Nuestro último lustro estuvo marcado por la irrupción de los movimientos feministas. De hecho, el último ciclo político, caracterizado por la ebullición de diversos malestares, no se entiende sin ellos. Primero fueron las tomas feministas en universidades durante 2018 y luego diferentes performances, como aquellas de Las Tesis, que desafiaban el marco institucional, promovían y realizaban funas, viralizaban sus denuncias y se permitían generalizar la culpabilidad, como aquella que espetaba con violencia “el violador eres tú”. Acusación que se replicaba por doquier invitando a sumarse a autoridades y líderes de opinión, como si se tratara de una coreografía lúdica.
Las expresiones y motivaciones feministas estuvieron acompañadas de una literatura que daba cuenta de una ola avasalladora, con premisas que superaban la demanda por un trato igualitario o un reconocimiento del rol de las mujeres.

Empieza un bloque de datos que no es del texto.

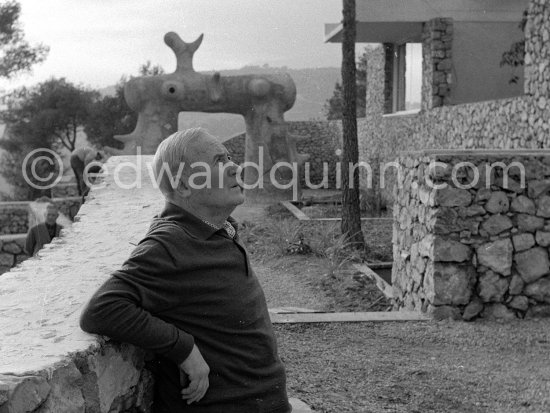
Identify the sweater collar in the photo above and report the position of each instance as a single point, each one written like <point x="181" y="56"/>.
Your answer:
<point x="191" y="223"/>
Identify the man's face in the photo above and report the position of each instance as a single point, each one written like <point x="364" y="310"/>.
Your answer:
<point x="51" y="216"/>
<point x="213" y="178"/>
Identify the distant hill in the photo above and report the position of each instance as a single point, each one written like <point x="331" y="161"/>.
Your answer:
<point x="313" y="87"/>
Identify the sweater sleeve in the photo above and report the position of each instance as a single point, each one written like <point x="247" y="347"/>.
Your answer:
<point x="30" y="242"/>
<point x="124" y="307"/>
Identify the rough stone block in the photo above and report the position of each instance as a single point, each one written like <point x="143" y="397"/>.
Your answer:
<point x="498" y="203"/>
<point x="66" y="394"/>
<point x="25" y="393"/>
<point x="498" y="312"/>
<point x="543" y="206"/>
<point x="529" y="223"/>
<point x="519" y="302"/>
<point x="532" y="264"/>
<point x="542" y="238"/>
<point x="450" y="197"/>
<point x="538" y="187"/>
<point x="523" y="241"/>
<point x="6" y="259"/>
<point x="496" y="255"/>
<point x="516" y="285"/>
<point x="448" y="284"/>
<point x="491" y="287"/>
<point x="444" y="312"/>
<point x="12" y="248"/>
<point x="496" y="224"/>
<point x="473" y="309"/>
<point x="451" y="251"/>
<point x="523" y="205"/>
<point x="539" y="290"/>
<point x="538" y="311"/>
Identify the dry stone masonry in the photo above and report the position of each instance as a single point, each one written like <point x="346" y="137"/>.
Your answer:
<point x="14" y="217"/>
<point x="466" y="247"/>
<point x="47" y="364"/>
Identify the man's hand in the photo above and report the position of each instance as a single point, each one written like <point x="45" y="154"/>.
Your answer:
<point x="197" y="370"/>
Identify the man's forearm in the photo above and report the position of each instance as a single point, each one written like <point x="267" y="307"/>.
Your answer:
<point x="115" y="311"/>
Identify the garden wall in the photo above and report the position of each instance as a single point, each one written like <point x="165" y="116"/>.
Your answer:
<point x="12" y="251"/>
<point x="47" y="363"/>
<point x="466" y="247"/>
<point x="14" y="217"/>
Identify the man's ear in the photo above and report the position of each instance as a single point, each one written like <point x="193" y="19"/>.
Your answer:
<point x="183" y="188"/>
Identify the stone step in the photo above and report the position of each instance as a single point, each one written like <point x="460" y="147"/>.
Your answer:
<point x="299" y="406"/>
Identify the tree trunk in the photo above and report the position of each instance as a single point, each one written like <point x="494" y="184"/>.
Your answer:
<point x="351" y="215"/>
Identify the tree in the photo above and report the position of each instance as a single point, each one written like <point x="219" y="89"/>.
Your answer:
<point x="46" y="117"/>
<point x="351" y="216"/>
<point x="515" y="56"/>
<point x="111" y="115"/>
<point x="333" y="105"/>
<point x="50" y="113"/>
<point x="16" y="55"/>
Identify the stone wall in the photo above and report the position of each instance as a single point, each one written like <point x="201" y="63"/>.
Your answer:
<point x="47" y="363"/>
<point x="514" y="123"/>
<point x="466" y="248"/>
<point x="11" y="251"/>
<point x="14" y="218"/>
<point x="319" y="139"/>
<point x="65" y="190"/>
<point x="437" y="63"/>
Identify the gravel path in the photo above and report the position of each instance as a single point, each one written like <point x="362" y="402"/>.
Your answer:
<point x="419" y="367"/>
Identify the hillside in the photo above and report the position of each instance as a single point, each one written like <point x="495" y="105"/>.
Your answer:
<point x="313" y="86"/>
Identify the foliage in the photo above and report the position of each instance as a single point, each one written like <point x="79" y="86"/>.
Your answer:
<point x="111" y="115"/>
<point x="515" y="56"/>
<point x="16" y="55"/>
<point x="48" y="114"/>
<point x="334" y="105"/>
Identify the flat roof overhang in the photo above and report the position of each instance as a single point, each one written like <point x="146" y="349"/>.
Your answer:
<point x="394" y="21"/>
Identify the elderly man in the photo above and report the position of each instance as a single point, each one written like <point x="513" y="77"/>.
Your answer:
<point x="80" y="159"/>
<point x="43" y="233"/>
<point x="188" y="293"/>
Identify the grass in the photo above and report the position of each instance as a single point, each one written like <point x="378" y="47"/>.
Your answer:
<point x="320" y="244"/>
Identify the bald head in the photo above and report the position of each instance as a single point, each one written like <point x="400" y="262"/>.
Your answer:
<point x="174" y="156"/>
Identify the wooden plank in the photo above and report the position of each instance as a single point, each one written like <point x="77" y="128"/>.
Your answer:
<point x="292" y="310"/>
<point x="383" y="264"/>
<point x="382" y="285"/>
<point x="339" y="219"/>
<point x="348" y="317"/>
<point x="295" y="211"/>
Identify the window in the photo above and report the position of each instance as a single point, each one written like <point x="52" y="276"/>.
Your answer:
<point x="405" y="70"/>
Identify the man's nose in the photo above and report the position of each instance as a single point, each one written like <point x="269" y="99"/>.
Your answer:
<point x="233" y="169"/>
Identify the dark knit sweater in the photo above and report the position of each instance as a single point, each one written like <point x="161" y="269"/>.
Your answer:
<point x="184" y="284"/>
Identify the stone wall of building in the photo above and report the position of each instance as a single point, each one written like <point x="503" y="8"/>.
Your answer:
<point x="14" y="217"/>
<point x="319" y="139"/>
<point x="514" y="123"/>
<point x="467" y="247"/>
<point x="11" y="251"/>
<point x="437" y="63"/>
<point x="537" y="50"/>
<point x="48" y="364"/>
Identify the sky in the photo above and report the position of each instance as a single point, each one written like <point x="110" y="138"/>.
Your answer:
<point x="95" y="42"/>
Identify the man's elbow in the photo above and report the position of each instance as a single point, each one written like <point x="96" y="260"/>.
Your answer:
<point x="90" y="320"/>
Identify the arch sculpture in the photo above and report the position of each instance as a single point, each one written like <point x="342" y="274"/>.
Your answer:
<point x="261" y="99"/>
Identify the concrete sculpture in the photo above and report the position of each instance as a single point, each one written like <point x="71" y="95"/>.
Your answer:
<point x="260" y="99"/>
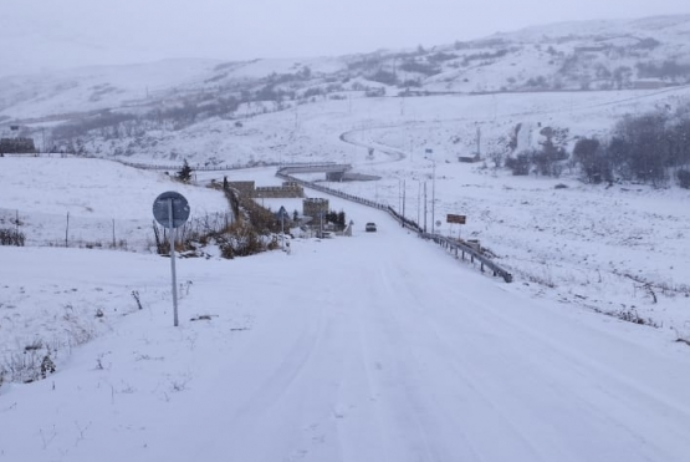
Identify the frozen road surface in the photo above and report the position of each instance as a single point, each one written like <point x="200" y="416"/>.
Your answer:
<point x="376" y="348"/>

El discurso dejó de ser críptico y se hizo explícito hasta proponer nuevas formas de terminar con los binomios y la solidez de las identidades sexuales, y avanzar decididamente hacia un enfrentamiento entre hombres y mujeres que pusiera término a esa cultura patriarcal que era la supuesta causa de odiosas consignas y reclamos.
Entramos a un momento político dominado por el relato feminista. El discurso predominante apostaba por una nueva forma de entender las relaciones personales, sociales y políticas. Entre medio las reacciones de los políticos -con algunas excepciones- denotaban una entusiasta adhesión a esos discursos y a sus propuestas. Toda ministra de la Mujer se consideraba feminista sin reparar, por ejemplo, en el excluyente sentido de consignas como “ni la paca ni la cuica”.

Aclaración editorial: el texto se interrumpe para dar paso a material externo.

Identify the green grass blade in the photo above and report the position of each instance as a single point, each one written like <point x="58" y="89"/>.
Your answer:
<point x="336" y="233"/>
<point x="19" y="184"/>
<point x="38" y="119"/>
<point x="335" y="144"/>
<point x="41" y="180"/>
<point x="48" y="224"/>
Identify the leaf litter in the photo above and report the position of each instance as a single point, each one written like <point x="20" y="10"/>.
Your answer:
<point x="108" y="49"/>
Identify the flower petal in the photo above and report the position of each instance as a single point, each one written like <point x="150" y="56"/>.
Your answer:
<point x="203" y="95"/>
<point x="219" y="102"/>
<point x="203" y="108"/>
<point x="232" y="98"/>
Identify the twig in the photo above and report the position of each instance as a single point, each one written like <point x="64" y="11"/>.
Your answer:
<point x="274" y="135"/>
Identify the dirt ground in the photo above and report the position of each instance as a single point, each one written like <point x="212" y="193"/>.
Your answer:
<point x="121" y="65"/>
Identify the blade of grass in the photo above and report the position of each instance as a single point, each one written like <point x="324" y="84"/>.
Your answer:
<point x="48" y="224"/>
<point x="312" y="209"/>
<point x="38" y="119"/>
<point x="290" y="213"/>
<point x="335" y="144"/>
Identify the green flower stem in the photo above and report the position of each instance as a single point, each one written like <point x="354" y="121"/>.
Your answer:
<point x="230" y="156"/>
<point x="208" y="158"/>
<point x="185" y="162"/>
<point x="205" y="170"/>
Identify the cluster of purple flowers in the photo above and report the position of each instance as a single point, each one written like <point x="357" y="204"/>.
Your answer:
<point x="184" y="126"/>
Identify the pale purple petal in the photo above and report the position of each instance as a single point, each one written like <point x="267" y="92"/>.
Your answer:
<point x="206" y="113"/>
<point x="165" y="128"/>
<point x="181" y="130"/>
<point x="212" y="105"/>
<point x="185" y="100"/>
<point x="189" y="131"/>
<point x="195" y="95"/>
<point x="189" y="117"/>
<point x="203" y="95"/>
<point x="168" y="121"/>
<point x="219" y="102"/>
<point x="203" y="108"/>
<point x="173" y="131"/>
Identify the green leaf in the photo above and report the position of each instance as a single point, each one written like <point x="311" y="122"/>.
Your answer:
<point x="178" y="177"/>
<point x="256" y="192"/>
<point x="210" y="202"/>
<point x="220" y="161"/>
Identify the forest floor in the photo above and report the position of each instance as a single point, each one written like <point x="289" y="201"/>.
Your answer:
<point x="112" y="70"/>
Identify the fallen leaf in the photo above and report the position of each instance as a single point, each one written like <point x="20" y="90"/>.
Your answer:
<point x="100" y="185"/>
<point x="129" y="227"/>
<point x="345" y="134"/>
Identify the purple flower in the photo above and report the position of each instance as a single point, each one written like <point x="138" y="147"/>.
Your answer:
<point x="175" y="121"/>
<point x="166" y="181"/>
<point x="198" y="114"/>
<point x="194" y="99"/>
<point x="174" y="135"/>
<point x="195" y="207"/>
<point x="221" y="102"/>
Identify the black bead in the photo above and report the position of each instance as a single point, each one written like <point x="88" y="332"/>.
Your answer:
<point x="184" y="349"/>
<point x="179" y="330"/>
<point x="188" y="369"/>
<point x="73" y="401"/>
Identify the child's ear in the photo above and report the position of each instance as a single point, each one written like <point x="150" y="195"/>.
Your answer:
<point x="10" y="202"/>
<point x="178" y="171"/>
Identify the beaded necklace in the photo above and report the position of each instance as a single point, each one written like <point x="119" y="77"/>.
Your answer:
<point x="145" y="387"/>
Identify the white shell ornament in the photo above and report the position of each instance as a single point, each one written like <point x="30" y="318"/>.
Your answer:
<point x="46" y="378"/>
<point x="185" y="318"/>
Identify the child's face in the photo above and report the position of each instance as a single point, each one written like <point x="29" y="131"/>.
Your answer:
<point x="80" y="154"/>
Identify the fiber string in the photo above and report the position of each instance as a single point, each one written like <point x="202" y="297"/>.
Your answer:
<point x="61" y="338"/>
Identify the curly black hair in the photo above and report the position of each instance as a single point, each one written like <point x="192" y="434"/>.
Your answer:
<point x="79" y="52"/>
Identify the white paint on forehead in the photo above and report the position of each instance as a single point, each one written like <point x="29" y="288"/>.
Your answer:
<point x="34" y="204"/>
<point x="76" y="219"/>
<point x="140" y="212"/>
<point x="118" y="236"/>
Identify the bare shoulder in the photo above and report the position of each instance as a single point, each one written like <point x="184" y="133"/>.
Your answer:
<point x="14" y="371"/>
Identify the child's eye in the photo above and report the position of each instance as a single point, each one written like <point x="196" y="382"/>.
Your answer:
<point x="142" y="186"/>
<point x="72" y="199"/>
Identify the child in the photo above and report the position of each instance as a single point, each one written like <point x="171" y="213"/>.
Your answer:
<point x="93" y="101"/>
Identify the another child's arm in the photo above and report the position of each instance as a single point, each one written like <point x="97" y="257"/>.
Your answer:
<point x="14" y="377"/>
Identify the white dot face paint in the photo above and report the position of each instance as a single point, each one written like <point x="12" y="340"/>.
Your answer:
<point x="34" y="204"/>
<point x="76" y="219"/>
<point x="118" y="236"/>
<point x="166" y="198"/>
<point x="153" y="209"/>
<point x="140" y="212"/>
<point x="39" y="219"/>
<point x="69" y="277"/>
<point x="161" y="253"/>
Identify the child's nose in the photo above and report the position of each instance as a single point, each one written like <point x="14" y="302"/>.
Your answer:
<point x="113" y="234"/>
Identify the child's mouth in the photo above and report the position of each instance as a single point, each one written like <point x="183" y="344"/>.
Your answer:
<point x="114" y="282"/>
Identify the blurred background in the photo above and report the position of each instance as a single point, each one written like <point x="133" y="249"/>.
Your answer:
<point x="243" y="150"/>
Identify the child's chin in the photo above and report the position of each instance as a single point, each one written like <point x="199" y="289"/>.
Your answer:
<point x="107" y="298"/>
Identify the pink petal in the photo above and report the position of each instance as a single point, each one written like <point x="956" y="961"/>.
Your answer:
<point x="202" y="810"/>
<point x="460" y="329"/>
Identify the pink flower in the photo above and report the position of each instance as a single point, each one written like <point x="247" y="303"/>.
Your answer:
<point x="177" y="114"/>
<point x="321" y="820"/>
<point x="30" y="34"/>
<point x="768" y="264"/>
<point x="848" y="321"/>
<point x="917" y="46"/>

El actual gobierno se definió feminista de tomo y lomo. Pero su primera prueba fue la de Monsalve y se sabe cómo terminó. El discurso feminista gubernamental se precipitó por un barranco que magulló a los movimientos y a los discursos políticos e intelectuales que intentaron instalar el nuevo imaginario. Después de la frase de Boric “una denuncia no constituye delito”, los silencios de todos los que debieron decir algo al respecto fueron más grandes que la catedral de Sevilla.
Ocurrió algo similar con la acusación contra el Mandatario. Luego de mantenerla en un largo silencio, fue rápidamente desestimada por la vocera, quién no dudó en señalar que dicha denuncia “no tiene pies ni cabeza”. Por si fuera poco, se ha sabido de otras denuncias por acoso sexual -también ocurridas en La Moneda- que fueron mantenidas, otra vez, bajo llave. Y hace unos días nos volvimos a enterar de una más, esta vez por maltrato. En todas ellas la falta de reacción ha sido similar.

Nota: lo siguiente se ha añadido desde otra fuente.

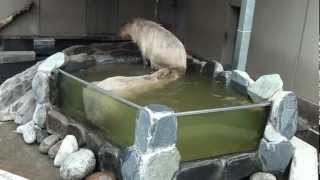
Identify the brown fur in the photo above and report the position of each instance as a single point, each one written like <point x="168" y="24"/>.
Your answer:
<point x="157" y="44"/>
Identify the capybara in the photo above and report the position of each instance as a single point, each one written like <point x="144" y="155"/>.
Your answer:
<point x="160" y="46"/>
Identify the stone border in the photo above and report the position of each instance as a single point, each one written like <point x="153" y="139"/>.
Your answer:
<point x="154" y="150"/>
<point x="275" y="150"/>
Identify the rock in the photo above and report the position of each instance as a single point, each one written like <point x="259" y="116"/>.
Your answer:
<point x="78" y="165"/>
<point x="80" y="58"/>
<point x="78" y="131"/>
<point x="108" y="158"/>
<point x="158" y="165"/>
<point x="240" y="81"/>
<point x="16" y="56"/>
<point x="305" y="161"/>
<point x="54" y="150"/>
<point x="275" y="156"/>
<point x="265" y="87"/>
<point x="262" y="176"/>
<point x="68" y="146"/>
<point x="225" y="77"/>
<point x="40" y="115"/>
<point x="57" y="123"/>
<point x="41" y="87"/>
<point x="212" y="68"/>
<point x="25" y="112"/>
<point x="272" y="135"/>
<point x="28" y="132"/>
<point x="106" y="175"/>
<point x="53" y="62"/>
<point x="47" y="143"/>
<point x="13" y="89"/>
<point x="41" y="134"/>
<point x="284" y="113"/>
<point x="218" y="68"/>
<point x="155" y="128"/>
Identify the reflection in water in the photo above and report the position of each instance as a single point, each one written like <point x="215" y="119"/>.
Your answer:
<point x="199" y="136"/>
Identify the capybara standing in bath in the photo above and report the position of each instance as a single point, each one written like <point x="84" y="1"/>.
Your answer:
<point x="160" y="46"/>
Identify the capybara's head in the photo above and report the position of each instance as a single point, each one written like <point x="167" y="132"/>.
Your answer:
<point x="125" y="30"/>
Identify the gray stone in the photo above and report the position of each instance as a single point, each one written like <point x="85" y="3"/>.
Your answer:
<point x="265" y="87"/>
<point x="41" y="134"/>
<point x="16" y="56"/>
<point x="284" y="113"/>
<point x="131" y="160"/>
<point x="68" y="146"/>
<point x="272" y="135"/>
<point x="78" y="165"/>
<point x="218" y="68"/>
<point x="28" y="132"/>
<point x="224" y="77"/>
<point x="79" y="58"/>
<point x="57" y="123"/>
<point x="105" y="175"/>
<point x="79" y="132"/>
<point x="47" y="143"/>
<point x="240" y="81"/>
<point x="41" y="87"/>
<point x="53" y="62"/>
<point x="157" y="165"/>
<point x="13" y="89"/>
<point x="156" y="127"/>
<point x="54" y="150"/>
<point x="305" y="161"/>
<point x="275" y="156"/>
<point x="25" y="112"/>
<point x="108" y="158"/>
<point x="262" y="176"/>
<point x="40" y="115"/>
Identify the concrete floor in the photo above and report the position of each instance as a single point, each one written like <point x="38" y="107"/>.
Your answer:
<point x="21" y="159"/>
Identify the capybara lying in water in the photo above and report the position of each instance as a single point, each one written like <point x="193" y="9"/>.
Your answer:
<point x="160" y="46"/>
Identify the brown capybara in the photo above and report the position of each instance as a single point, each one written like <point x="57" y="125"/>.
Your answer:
<point x="160" y="46"/>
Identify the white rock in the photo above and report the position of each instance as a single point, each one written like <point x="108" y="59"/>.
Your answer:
<point x="305" y="161"/>
<point x="41" y="88"/>
<point x="218" y="68"/>
<point x="28" y="132"/>
<point x="53" y="62"/>
<point x="241" y="81"/>
<point x="78" y="165"/>
<point x="262" y="176"/>
<point x="68" y="146"/>
<point x="284" y="113"/>
<point x="25" y="112"/>
<point x="40" y="115"/>
<point x="265" y="87"/>
<point x="12" y="90"/>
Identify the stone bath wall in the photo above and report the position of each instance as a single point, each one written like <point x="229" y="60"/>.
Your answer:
<point x="29" y="99"/>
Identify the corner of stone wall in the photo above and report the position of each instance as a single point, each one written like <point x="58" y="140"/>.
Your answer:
<point x="154" y="154"/>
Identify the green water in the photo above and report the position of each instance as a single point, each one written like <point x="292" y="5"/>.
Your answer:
<point x="199" y="136"/>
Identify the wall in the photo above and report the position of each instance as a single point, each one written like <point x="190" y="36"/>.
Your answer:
<point x="284" y="41"/>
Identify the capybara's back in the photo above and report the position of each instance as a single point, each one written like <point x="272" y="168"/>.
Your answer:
<point x="160" y="46"/>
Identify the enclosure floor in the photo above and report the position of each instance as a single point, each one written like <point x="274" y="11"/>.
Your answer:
<point x="21" y="159"/>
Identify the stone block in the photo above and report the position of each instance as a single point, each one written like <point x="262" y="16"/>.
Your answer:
<point x="240" y="81"/>
<point x="156" y="127"/>
<point x="275" y="156"/>
<point x="265" y="87"/>
<point x="284" y="113"/>
<point x="57" y="123"/>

Los silencios y la nula reacción social, universitaria e intelectual frente a esas denuncias son una afrenta ominosa para la promesa feminista, aquella que ofrecía un nuevo trato que abarcaría todas las capas de la sociedad. A pesar de su evidente arraigo ideológico en élites académicas y sociopolíticas, los diferentes feminismos dejaron en suspenso su juicio frente a estos casos. Y esta falta de pronunciamiento implica una traición a su propia identidad y convicciones.
No hubo ninguna urgencia para reaccionar, ni del gobierno ni de los liderazgos políticos y sociales, ni tampoco de los movimientos feministas. Más bien hubo sigilo, sosiego, suspensión imperturbable del juicio crítico -toda una “epojé” filosófica- que da cuenta que el relato feminista se desmoronó o nunca tuvo consistencia y que ahora se enfila hacia el fracaso porque choca con las intuiciones que son parte de las reacciones humanas -como queda de manifiesto con la expresión presidencial: “Manuel, avísale a tú familia”- y también porque se estrella contra el derecho.